The only issue I did have (which caused me to replace the handles free of charge and give a partial refund, ouch) was early on. I did a couple handles that had nickel silver and wood endcap. The end cap fell off after a few months where the nickel met the ebony. The nickel and ebony were both roughed up at 36 grit and sealed with gflex. As a result, I now pin all of my end caps. It was a good but embarrassing lesson. Now, I cringe when I see photos of thin endcaps with metal. That’s a different thread.


Also, I think African Blackwood or Katalox makes a better ferrule. That is the spot that I think will have more stress, hence more chances of splitting. Gabon ebony is better suited for the body.


----------



## Ploppy Blobby (Apr 6, 2020)

inferno said:


> fairly certain that any other wood that is black, other than real ebony, will be better


Unfortunately I got what I got so have used it.

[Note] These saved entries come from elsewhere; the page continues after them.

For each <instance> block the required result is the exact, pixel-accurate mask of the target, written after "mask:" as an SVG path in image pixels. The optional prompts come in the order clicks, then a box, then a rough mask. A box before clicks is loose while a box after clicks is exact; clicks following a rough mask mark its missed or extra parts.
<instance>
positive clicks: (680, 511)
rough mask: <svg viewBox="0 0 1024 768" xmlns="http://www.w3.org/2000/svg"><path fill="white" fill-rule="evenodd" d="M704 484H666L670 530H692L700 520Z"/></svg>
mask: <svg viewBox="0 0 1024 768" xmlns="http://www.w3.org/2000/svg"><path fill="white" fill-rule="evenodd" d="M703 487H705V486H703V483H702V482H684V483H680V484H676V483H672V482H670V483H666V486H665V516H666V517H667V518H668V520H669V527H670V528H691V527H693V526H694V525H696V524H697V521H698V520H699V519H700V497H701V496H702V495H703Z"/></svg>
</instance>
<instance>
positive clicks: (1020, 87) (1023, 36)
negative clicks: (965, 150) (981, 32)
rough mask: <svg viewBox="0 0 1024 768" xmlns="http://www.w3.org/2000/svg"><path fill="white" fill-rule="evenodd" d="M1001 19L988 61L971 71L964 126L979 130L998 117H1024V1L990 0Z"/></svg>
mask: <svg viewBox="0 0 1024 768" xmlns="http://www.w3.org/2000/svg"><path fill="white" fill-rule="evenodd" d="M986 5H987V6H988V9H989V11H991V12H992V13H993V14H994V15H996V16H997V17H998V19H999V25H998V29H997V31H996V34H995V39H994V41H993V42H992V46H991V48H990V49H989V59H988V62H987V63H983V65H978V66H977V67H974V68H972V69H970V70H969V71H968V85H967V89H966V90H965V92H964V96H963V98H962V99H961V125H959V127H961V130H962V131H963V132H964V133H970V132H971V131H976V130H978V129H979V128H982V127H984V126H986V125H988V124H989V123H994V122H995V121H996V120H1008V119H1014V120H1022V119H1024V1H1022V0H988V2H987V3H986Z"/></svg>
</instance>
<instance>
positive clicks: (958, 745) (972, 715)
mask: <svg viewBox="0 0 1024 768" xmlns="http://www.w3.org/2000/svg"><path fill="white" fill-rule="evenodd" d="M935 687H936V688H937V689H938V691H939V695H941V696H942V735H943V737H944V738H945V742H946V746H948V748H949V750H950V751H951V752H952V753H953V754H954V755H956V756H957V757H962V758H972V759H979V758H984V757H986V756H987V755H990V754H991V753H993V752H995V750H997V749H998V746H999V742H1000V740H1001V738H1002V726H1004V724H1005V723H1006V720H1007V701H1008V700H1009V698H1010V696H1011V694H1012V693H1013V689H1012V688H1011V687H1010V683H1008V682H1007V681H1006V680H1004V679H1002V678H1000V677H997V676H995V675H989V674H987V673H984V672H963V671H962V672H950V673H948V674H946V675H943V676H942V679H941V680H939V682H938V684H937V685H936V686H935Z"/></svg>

Came out OK, sanded it from 220 to 10,000. 
Anyone know if it needs treating, have used beeswax and mineral oil blend that works for the oak handles. 
Same question for the rosewood as well? 
Thanks all


----------



## Ploppy Blobby (Apr 7, 2020)

To answer my own question yes for rosewood came up lovely. 10 minutes hand buffing made not a lot of impact. Still, looks OK though.


----------



## Dendrobatez (Apr 7, 2020)

I don't have problems with either cracking unless they get too hot while working on them. I usually have a couple sanding projects going on and just swap between them to let it cool.


----------



## mlau (Apr 29, 2020)

Depends on the species. Gaboon ebony is brittle.

Macassar ebony and african blackwood (a rosewood) are actually fairly stable.


----------